意見書提出先:衆議院議長、参議院議長、内閣総理大臣、厚生労働大臣、内閣官房長官
産後ケア体制の支援強化を求める意見書
少子化対策を進めるに当たり喫緊の課題である産後ケア体制の支援強化について強く要望する。
理由
子育て支援は、国や各自治体の取組により、妊娠・出産・育児と切れ目のない支援策が講じられてきたが、現在、大きな課題となっているのが出産前と出産直後の対応である。特に、妊娠中からの切れ目のない継続的な支援が必要である。
出産により女性の心身には大きな負担が生じる。特に、出産直後から1か月間は、身体的な負荷に加えて、急激なホルモンバランスの変化で精神的に不安定になる傾向が強く、十分な休養とサポートが必要である。
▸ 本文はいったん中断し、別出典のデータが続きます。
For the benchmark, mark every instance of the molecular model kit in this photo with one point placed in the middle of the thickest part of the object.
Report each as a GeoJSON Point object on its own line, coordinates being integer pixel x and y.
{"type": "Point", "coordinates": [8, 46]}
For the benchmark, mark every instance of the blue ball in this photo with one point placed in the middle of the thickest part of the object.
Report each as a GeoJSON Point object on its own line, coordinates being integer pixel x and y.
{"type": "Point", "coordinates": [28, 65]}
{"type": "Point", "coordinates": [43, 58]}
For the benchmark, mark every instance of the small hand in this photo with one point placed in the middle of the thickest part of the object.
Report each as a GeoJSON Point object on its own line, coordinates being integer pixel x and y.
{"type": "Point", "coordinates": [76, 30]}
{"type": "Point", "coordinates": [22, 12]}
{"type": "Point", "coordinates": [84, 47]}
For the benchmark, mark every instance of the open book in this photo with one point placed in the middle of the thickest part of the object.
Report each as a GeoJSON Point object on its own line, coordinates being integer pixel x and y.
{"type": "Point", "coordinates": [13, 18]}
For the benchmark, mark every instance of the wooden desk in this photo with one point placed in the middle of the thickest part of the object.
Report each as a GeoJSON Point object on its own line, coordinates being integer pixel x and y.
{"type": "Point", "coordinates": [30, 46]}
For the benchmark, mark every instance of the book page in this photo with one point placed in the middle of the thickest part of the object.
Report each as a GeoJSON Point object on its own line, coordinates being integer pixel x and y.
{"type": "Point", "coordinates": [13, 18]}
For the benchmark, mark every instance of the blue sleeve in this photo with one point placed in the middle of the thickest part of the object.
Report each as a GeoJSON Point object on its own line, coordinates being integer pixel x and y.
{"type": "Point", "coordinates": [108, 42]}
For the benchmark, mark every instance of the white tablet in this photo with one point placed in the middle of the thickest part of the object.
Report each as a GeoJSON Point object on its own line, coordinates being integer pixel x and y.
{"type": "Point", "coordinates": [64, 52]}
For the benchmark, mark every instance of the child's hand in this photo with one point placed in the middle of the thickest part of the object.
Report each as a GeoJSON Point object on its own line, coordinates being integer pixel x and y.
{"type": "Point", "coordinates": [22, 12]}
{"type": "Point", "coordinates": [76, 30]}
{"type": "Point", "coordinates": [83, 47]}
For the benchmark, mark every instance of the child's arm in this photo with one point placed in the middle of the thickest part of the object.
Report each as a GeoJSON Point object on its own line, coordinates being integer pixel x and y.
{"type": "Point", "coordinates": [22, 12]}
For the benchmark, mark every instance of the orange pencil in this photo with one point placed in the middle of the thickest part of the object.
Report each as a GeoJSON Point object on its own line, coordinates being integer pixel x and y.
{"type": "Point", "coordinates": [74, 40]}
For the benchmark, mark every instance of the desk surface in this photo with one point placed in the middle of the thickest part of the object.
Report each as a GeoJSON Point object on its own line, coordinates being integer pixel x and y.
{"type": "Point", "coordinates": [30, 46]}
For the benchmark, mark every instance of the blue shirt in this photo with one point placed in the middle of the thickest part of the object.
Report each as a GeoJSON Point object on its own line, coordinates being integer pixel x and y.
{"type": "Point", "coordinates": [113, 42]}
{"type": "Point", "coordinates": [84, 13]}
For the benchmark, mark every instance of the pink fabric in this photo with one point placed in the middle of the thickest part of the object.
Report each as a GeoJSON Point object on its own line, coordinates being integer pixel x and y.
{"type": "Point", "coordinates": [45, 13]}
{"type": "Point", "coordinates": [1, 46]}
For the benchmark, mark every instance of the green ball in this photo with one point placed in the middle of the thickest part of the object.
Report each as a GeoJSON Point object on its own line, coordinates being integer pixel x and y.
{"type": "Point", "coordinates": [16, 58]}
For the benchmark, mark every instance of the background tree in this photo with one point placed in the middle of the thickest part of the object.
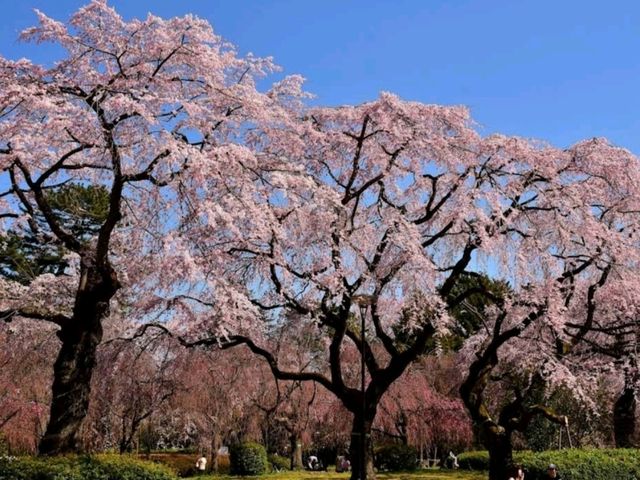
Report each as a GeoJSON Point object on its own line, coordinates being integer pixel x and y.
{"type": "Point", "coordinates": [127, 109]}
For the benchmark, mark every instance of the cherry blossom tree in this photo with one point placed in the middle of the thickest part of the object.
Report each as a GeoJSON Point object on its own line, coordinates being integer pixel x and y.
{"type": "Point", "coordinates": [371, 215]}
{"type": "Point", "coordinates": [129, 107]}
{"type": "Point", "coordinates": [586, 225]}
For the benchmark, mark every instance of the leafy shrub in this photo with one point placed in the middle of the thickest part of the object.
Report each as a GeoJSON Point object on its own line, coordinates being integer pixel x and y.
{"type": "Point", "coordinates": [224, 464]}
{"type": "Point", "coordinates": [395, 458]}
{"type": "Point", "coordinates": [474, 460]}
{"type": "Point", "coordinates": [248, 459]}
{"type": "Point", "coordinates": [279, 463]}
{"type": "Point", "coordinates": [184, 464]}
{"type": "Point", "coordinates": [100, 467]}
{"type": "Point", "coordinates": [573, 464]}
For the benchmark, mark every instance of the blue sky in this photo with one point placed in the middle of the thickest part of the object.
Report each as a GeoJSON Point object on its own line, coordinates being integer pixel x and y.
{"type": "Point", "coordinates": [555, 70]}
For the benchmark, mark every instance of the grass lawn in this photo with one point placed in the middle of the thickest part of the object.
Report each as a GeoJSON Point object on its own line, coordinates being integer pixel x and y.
{"type": "Point", "coordinates": [423, 475]}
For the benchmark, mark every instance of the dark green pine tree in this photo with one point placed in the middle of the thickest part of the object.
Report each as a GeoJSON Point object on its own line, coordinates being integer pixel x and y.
{"type": "Point", "coordinates": [29, 251]}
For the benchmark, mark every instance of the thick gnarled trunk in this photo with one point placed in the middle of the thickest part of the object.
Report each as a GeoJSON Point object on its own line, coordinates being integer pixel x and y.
{"type": "Point", "coordinates": [76, 360]}
{"type": "Point", "coordinates": [624, 418]}
{"type": "Point", "coordinates": [295, 444]}
{"type": "Point", "coordinates": [498, 442]}
{"type": "Point", "coordinates": [361, 427]}
{"type": "Point", "coordinates": [71, 387]}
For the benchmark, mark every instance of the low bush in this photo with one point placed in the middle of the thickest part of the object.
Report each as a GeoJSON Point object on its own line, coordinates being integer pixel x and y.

近年、晩婚・晩産により女性の出産年齢が年々高くなり、出産する女性の親の年齢も高くなっていることから、親からの十分な手助けを受けられない状況がある。また、核家族化が進み、地域との交流も希薄化している中で、不安を抱えたまま母親としての育児がスタートするケースが多くなっている。
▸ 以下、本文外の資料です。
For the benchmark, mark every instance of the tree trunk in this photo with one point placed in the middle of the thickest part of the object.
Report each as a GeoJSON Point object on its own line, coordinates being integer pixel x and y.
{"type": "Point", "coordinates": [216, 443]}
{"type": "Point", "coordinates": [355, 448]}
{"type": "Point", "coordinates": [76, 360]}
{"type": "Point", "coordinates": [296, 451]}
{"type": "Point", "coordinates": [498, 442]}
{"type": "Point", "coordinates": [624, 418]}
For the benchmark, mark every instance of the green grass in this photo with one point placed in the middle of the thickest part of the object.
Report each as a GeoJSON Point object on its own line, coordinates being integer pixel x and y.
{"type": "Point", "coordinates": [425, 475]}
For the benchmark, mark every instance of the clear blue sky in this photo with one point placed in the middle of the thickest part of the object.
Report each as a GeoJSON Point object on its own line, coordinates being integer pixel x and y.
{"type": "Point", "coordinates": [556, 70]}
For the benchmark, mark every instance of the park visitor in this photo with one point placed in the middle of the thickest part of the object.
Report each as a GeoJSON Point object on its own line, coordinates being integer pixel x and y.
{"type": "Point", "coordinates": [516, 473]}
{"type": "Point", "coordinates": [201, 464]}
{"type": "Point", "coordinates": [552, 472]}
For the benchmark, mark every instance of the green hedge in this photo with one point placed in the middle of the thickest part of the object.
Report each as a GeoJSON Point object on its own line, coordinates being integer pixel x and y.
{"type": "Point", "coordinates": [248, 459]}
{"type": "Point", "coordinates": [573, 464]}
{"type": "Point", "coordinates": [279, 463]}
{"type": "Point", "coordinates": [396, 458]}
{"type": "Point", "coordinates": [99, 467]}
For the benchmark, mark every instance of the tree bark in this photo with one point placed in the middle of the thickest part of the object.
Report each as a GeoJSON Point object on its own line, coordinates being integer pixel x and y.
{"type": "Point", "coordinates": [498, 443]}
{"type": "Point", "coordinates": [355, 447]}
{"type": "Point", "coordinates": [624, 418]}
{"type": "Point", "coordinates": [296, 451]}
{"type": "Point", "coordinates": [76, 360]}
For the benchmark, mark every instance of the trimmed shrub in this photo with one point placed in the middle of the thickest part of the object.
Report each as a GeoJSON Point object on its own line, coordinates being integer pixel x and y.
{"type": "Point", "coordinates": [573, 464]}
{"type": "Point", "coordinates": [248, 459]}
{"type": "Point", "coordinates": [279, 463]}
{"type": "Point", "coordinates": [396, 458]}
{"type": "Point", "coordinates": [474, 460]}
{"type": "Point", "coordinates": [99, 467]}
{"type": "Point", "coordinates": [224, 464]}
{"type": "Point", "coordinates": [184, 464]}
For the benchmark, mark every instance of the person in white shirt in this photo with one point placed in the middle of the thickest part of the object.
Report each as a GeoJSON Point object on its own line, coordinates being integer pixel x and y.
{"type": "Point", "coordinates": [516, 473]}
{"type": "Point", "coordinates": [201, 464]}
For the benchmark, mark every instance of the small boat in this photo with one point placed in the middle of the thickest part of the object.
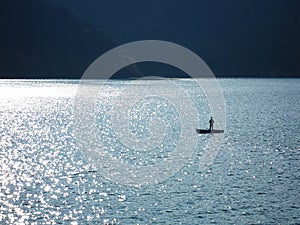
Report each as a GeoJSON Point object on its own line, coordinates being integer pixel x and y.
{"type": "Point", "coordinates": [200, 131]}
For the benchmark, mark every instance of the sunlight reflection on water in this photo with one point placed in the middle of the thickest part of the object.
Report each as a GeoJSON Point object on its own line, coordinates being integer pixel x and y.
{"type": "Point", "coordinates": [254, 179]}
良好な母子の愛着形成を促進する上で、出産直後の1か月間が最も大事な時期であり、さらには、産後早期の親子関係の形成が虐待や育児放棄の予防・早期発見などの役割も果たすといわれている。したがって、出産直後の母親への精神的・身体的サポートは欠かせないものとなってきている。
国は、平成26年度予算に、これまで支援が届かなかった出産後の女性の心身をサポートする妊娠・出産包括支援モデル事業を計上した。少子化対策を進めるに当たって産後ケア対策は喫緊の課題であり、早急に確立する必要がある。
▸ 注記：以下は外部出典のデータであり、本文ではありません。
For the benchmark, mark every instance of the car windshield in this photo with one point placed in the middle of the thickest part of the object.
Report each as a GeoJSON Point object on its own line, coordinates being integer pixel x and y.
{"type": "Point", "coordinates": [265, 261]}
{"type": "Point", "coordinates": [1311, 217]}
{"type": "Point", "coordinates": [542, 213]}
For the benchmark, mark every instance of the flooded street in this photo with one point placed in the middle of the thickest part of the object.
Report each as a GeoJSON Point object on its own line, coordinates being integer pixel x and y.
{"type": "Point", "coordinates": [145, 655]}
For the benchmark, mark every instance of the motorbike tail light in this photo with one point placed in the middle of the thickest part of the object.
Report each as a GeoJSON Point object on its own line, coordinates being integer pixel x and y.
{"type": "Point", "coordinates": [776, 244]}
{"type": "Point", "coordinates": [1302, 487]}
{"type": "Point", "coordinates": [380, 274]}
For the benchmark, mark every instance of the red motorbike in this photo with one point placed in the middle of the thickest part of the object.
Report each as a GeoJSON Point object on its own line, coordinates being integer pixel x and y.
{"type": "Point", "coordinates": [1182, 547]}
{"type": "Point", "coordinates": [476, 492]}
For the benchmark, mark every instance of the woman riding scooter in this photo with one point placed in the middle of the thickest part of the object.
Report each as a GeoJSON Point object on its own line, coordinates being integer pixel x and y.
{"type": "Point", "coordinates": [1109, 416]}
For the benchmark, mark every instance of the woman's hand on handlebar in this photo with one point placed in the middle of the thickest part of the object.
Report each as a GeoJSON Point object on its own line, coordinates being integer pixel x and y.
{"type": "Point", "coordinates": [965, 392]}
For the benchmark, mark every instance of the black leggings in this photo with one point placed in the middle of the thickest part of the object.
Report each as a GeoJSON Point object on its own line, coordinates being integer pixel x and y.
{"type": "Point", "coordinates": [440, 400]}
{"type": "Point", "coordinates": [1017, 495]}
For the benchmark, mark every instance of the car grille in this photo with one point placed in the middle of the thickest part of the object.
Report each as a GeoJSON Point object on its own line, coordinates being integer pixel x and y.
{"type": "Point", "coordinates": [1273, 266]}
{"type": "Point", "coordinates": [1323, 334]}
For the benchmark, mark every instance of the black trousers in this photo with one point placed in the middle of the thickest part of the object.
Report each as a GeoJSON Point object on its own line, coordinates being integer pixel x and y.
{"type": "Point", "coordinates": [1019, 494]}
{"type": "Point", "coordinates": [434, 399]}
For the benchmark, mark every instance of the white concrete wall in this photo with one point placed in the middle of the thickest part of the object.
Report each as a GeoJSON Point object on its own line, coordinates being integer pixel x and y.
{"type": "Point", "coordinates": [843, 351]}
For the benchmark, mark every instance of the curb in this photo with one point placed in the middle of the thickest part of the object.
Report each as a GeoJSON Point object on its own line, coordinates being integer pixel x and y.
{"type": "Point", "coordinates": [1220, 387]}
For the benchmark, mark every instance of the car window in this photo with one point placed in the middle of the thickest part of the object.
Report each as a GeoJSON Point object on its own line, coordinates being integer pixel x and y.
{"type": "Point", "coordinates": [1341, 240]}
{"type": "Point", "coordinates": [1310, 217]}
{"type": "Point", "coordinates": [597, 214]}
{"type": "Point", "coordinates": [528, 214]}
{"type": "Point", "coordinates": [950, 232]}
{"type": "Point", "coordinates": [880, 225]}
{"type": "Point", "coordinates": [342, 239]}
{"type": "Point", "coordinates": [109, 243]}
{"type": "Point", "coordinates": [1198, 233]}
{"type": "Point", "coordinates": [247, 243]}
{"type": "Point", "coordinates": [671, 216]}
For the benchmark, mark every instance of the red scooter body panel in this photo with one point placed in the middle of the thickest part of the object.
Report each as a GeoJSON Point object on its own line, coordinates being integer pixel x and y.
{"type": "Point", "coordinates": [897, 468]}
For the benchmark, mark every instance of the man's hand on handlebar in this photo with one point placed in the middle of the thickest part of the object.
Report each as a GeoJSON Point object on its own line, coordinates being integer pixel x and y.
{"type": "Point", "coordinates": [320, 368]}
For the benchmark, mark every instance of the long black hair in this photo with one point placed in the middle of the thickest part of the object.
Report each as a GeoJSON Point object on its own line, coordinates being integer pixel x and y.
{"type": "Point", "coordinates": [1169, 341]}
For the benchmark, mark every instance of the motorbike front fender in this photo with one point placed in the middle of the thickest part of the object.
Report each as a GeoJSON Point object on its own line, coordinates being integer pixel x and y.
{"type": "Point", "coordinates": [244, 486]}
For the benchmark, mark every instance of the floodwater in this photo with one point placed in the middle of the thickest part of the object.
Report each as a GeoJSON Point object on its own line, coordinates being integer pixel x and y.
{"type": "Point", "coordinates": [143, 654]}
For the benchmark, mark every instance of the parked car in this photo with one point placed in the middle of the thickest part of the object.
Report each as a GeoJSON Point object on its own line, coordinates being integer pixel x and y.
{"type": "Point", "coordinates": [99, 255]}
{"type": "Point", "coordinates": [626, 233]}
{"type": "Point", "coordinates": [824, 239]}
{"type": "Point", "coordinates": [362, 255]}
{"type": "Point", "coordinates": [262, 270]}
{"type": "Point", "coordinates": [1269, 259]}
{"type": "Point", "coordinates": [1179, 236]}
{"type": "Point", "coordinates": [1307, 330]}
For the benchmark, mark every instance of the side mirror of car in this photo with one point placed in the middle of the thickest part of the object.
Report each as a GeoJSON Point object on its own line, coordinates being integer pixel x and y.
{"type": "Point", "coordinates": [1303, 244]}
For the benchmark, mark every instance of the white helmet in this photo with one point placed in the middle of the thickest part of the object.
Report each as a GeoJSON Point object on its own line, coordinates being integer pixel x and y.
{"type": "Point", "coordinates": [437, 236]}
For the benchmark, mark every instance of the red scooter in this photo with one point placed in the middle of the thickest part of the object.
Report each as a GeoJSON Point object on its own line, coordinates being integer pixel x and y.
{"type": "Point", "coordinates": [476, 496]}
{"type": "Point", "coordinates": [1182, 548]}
よって、国においては、次の事項を実現するよう強く要望する。
1 妊娠・出産包括支援モデル事業を着実に実施すること。その上で、本事業の成果を速やかに検証し、全国の自治体で円滑に産前・産後の支援、特に産後ケアを提供できる体制を構築すること。
2 モデル事業の展開に当たっては、経済的な理由により産後ケアが受けられないことがないよう、利用者負担軽減策を同時に実施すること。
3 単なる家事支援ではなく、出産後の母子の心と身体の適切なケアが提供できるよう、産後ケアを担う人材育成を目的とした研修を行うこと。
上記のとおり地方自治法第99条の規定により意見書を提出する。